L’Hexagone est-il condamné à subir une fiscalité toujours plus lourde que celles de ses voisins…? Affirmatif… D’où des exigences non réalisées.

 DVSM, 29 août 2020. Voici de retour un thème qui nous est cher… Cher comme l’ensemble du dispositif des prélèvements obligatoires dont souffre comme d’un mal éternel notre territoire. Ce dont la consommation pâtit, la plaie étant plus douloureuse que jamais en ces temps de limitation des activités pour cause de combat -sans résultat réellement satisfaisant- contre l’épidémie. Ainsi, en réponse aux sempiternelles comparaisons avec l’Allemagne, nous avons souvent et depuis très longtemps souligné la différence de taille du territoire (551.000 km2 pour la France, 357.000 outre-Rhin) et celle de la démographique (66 millions de Français, 83 millions de sujets sur les terres d’Angela Merkel).
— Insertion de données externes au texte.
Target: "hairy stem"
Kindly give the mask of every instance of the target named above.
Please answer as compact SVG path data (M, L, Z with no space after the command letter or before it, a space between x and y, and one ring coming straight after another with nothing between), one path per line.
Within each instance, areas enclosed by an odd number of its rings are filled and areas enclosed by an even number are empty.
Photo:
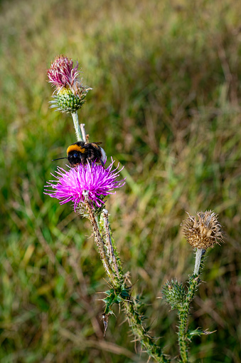
M141 315L134 300L124 302L124 311L127 317L129 327L132 328L136 340L139 341L146 353L156 362L168 363L170 359L163 354L161 348L154 342L154 339L149 335L143 324Z
M196 275L196 276L198 276L199 274L201 260L205 252L205 250L203 250L202 248L197 248L196 252L195 267L193 271L193 275Z
M189 341L187 337L187 329L190 304L194 297L194 294L198 286L199 281L198 276L196 276L195 275L192 275L189 277L189 286L186 300L182 305L182 307L178 310L178 344L181 362L183 363L188 362L188 348Z
M75 129L77 140L77 141L82 141L83 138L82 137L81 130L80 130L80 125L79 125L79 119L78 119L78 117L77 117L77 111L76 112L72 112L71 115L72 115L72 117L73 117L73 121L74 122L74 126L75 126Z
M116 282L114 279L114 274L113 273L113 271L112 270L112 267L109 265L109 262L106 253L105 243L102 240L102 237L100 235L98 225L96 222L95 216L94 215L91 203L89 200L89 193L87 191L83 192L83 195L85 197L85 201L87 206L87 208L88 210L90 222L92 225L93 230L94 230L94 234L95 234L95 243L97 245L97 247L99 249L99 252L100 254L101 260L103 262L105 270L106 270L109 277L112 280L114 286L116 285Z
M115 258L114 248L112 242L112 237L110 235L109 225L108 220L108 210L104 209L102 211L104 217L104 227L105 230L105 240L108 247L108 252L110 257L110 263L114 266L114 269L118 277L119 278L119 269L117 263L117 259Z

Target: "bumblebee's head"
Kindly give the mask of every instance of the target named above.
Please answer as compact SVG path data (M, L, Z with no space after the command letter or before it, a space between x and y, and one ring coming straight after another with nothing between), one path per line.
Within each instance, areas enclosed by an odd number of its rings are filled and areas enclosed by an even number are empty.
M81 154L80 151L70 151L68 154L68 160L71 166L81 163Z
M67 158L70 164L70 166L76 166L81 164L82 157L85 153L85 148L82 146L84 143L79 142L70 145L67 149Z

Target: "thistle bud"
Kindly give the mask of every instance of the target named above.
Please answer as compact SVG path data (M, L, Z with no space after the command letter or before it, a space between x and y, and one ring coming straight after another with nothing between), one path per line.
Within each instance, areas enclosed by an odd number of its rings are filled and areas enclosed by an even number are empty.
M188 218L181 225L184 227L186 239L191 246L206 250L216 243L224 242L222 226L214 212L198 212L198 217L188 215Z
M65 56L59 56L52 62L47 71L48 82L55 88L50 107L61 112L74 113L83 106L86 95L92 88L82 84L78 66L77 61L73 67L73 60Z

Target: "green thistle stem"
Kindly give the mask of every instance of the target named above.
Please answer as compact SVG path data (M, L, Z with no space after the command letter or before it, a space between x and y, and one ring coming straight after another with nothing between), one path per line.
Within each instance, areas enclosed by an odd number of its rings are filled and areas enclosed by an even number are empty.
M98 223L102 236L105 236L106 245L109 245L109 263L112 267L112 271L115 273L114 282L117 284L116 286L113 284L113 287L116 291L121 291L126 290L129 290L129 287L126 285L126 280L129 284L131 282L129 280L129 273L124 275L119 260L117 250L116 249L114 240L112 236L111 229L109 224L108 219L108 211L103 210ZM118 287L117 287L117 286ZM162 352L162 349L154 342L154 338L151 337L146 329L144 322L143 317L139 311L139 306L136 304L134 299L131 296L128 295L126 298L122 298L122 303L124 307L124 312L127 315L129 325L132 330L133 334L136 339L138 340L144 350L151 357L155 362L161 363L168 363L170 359L166 358ZM105 312L105 315L109 313L111 309L112 303L107 305L106 310Z
M200 265L202 260L202 257L205 252L205 250L203 248L197 248L196 252L196 259L195 259L195 267L193 271L193 275L198 276L199 274Z
M146 353L156 362L168 363L170 362L162 352L161 348L154 343L154 339L149 335L143 325L141 316L134 301L124 302L124 310L127 317L129 327L132 328L136 340L139 341Z
M83 192L83 195L85 197L86 207L88 210L90 222L91 222L91 224L92 224L93 230L94 230L95 241L98 247L101 260L103 262L104 267L107 272L107 274L108 275L109 277L110 278L111 281L112 282L113 285L115 286L116 285L115 276L114 276L112 269L109 265L108 257L107 257L106 251L105 251L105 243L104 243L103 239L100 233L98 224L96 221L95 216L93 213L93 211L92 211L92 209L91 207L91 204L90 203L88 192L87 192L87 191Z
M79 119L77 117L77 111L72 112L71 115L73 117L73 121L74 122L74 126L75 126L75 129L77 140L82 141L83 138L82 137L81 130L80 130L80 124L79 124Z
M189 341L187 337L188 317L190 309L190 304L192 302L195 292L199 284L199 278L195 275L189 277L189 287L182 307L178 310L179 325L178 325L178 344L181 362L188 363L188 348Z

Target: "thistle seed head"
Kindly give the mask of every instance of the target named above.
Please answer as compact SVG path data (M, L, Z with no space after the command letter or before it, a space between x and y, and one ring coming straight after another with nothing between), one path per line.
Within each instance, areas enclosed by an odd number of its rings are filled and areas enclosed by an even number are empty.
M74 67L70 58L56 57L47 70L48 82L55 88L51 106L61 112L76 112L81 108L90 87L83 86L80 78L78 63ZM56 94L55 94L56 92Z
M184 235L191 246L206 250L224 242L223 228L214 212L198 212L197 217L188 215L181 225L183 226Z

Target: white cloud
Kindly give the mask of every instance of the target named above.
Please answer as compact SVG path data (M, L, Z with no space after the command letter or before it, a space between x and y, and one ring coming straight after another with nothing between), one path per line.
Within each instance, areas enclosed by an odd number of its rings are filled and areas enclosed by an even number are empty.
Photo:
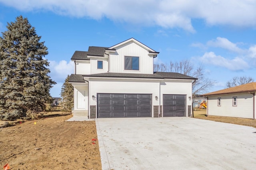
M232 71L243 70L250 67L248 63L240 58L227 59L220 55L216 55L213 52L205 53L200 59L203 63L225 67Z
M206 45L200 43L192 43L190 45L190 46L193 47L197 47L201 49L206 50L207 49L207 47Z
M57 82L63 83L68 75L74 73L74 63L72 61L70 61L69 63L65 60L62 60L58 63L55 61L50 61L49 62L51 71L49 75L53 80Z
M217 37L216 40L209 41L207 42L207 45L210 46L219 47L239 53L244 52L244 50L238 47L236 44L231 42L226 38L222 37Z
M195 32L192 20L202 19L209 25L256 26L256 1L212 0L0 0L25 11L51 11L59 15L106 17L115 22L141 26L158 26Z
M252 46L249 48L248 53L250 57L256 59L256 45Z

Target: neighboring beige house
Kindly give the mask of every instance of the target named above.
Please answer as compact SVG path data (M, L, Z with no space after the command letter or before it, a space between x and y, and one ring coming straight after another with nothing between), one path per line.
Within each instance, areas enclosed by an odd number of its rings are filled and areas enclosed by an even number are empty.
M256 82L219 90L207 97L207 115L255 119Z
M76 51L69 81L74 87L73 112L90 119L190 116L197 79L154 72L158 53L132 38L110 47Z

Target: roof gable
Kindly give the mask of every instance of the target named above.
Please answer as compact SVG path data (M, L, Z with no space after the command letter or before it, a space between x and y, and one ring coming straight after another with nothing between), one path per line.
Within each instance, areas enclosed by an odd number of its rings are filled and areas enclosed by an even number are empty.
M90 46L88 49L88 55L102 56L104 55L105 49L107 47Z
M87 51L76 51L71 57L71 60L90 60L90 58L87 57Z
M217 95L224 95L240 93L256 92L256 82L250 83L242 85L225 89L202 95L207 96Z
M153 49L152 49L151 48L150 48L147 46L145 45L144 44L143 44L140 42L134 39L133 38L130 38L130 39L124 41L120 43L118 43L117 44L116 44L114 46L112 46L112 47L111 47L108 48L108 49L114 49L115 48L117 48L117 47L118 47L120 46L123 45L124 45L126 43L130 43L130 42L133 42L133 43L136 43L136 44L138 44L138 45L140 45L140 46L148 50L150 53L155 53L155 54L157 54L158 53L159 53L159 52L156 51L155 51Z

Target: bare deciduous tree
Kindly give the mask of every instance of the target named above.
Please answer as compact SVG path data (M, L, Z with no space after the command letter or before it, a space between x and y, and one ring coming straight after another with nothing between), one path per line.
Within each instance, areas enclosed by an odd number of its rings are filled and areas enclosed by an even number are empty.
M216 83L207 77L202 65L194 69L188 60L175 63L170 61L166 64L154 64L154 71L179 73L197 78L192 87L193 96L196 94L207 93L208 89Z
M254 81L254 79L250 77L245 76L241 77L236 76L227 82L226 86L228 88L232 87L253 82Z

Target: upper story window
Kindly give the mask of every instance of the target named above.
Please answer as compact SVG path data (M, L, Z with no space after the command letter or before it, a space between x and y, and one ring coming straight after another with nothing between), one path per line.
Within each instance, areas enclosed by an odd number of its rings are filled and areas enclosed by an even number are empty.
M139 70L140 58L138 57L124 57L124 69Z
M103 61L101 60L98 60L97 61L97 69L103 69Z
M198 100L195 99L194 100L194 103L198 103Z
M221 106L221 98L218 98L218 106Z
M237 97L233 97L233 106L237 106Z

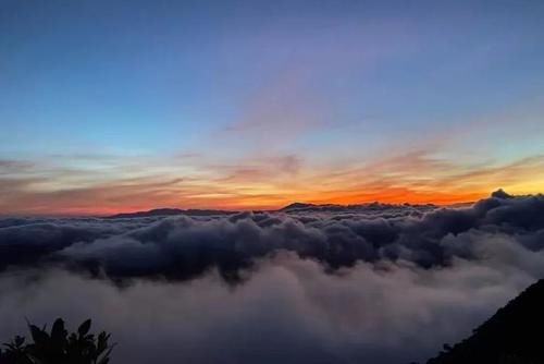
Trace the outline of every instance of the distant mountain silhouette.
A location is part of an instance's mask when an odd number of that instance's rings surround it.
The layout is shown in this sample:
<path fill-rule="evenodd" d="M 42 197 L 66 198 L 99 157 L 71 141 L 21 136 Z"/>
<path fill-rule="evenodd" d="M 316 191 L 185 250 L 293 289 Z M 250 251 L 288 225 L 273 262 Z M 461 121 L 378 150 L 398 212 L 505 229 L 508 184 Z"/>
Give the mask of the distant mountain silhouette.
<path fill-rule="evenodd" d="M 497 311 L 468 338 L 444 344 L 426 364 L 544 363 L 544 279 Z"/>
<path fill-rule="evenodd" d="M 148 211 L 137 211 L 137 213 L 124 213 L 108 216 L 110 219 L 121 219 L 121 218 L 133 218 L 133 217 L 153 217 L 153 216 L 174 216 L 174 215 L 187 215 L 187 216 L 211 216 L 211 215 L 232 215 L 236 211 L 227 210 L 214 210 L 214 209 L 181 209 L 181 208 L 156 208 Z"/>

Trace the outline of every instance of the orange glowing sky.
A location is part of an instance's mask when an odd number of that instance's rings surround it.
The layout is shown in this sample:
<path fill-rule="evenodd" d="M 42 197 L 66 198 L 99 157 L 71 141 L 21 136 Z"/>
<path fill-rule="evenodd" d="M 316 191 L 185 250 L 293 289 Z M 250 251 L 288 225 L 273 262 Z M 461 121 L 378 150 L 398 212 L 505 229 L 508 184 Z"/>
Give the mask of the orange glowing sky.
<path fill-rule="evenodd" d="M 188 3 L 0 12 L 1 215 L 544 192 L 544 7 Z"/>

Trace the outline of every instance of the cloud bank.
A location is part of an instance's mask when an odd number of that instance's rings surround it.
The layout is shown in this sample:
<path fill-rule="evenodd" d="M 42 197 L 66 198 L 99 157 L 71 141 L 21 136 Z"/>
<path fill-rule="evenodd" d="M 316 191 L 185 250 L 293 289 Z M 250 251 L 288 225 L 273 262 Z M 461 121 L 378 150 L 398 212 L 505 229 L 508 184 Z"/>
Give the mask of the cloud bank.
<path fill-rule="evenodd" d="M 0 335 L 113 331 L 122 363 L 408 363 L 544 276 L 544 196 L 468 207 L 0 220 Z"/>

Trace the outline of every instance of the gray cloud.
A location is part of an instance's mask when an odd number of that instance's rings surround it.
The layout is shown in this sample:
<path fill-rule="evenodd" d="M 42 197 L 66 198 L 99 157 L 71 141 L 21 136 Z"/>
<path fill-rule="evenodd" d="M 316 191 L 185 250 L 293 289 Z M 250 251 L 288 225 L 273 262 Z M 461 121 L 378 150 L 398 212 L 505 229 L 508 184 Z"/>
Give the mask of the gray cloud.
<path fill-rule="evenodd" d="M 463 208 L 2 219 L 0 336 L 25 316 L 92 317 L 120 363 L 408 363 L 544 276 L 543 236 L 544 197 L 502 193 Z"/>

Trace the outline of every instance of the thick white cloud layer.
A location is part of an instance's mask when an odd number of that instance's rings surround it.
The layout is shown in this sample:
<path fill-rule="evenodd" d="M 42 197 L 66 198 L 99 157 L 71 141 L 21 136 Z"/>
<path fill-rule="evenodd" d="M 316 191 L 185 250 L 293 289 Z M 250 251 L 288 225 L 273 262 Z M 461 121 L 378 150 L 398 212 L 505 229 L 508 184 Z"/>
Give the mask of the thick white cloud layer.
<path fill-rule="evenodd" d="M 92 317 L 118 363 L 423 360 L 544 276 L 543 205 L 2 220 L 0 336 Z"/>

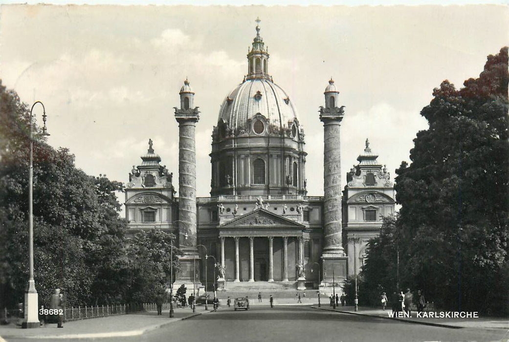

En gros, 20 à 25% de population en plus et 20 à 25% de territoire en moins, voilà qui ne peut que conduire à des contingences économiques différentes. Une autre comparaison tout aussi simple optimise cette mise en parallèle de conditions d’existences. Elle se situe dans les densités de populations.

Quelques repères (habitants au Km2):  – France : 104. – Suisse : 200. – Italie : 206. – Allemagne : 225. – Royaume Uni : 267. – Belgique : 379. – Pays Bas : 412.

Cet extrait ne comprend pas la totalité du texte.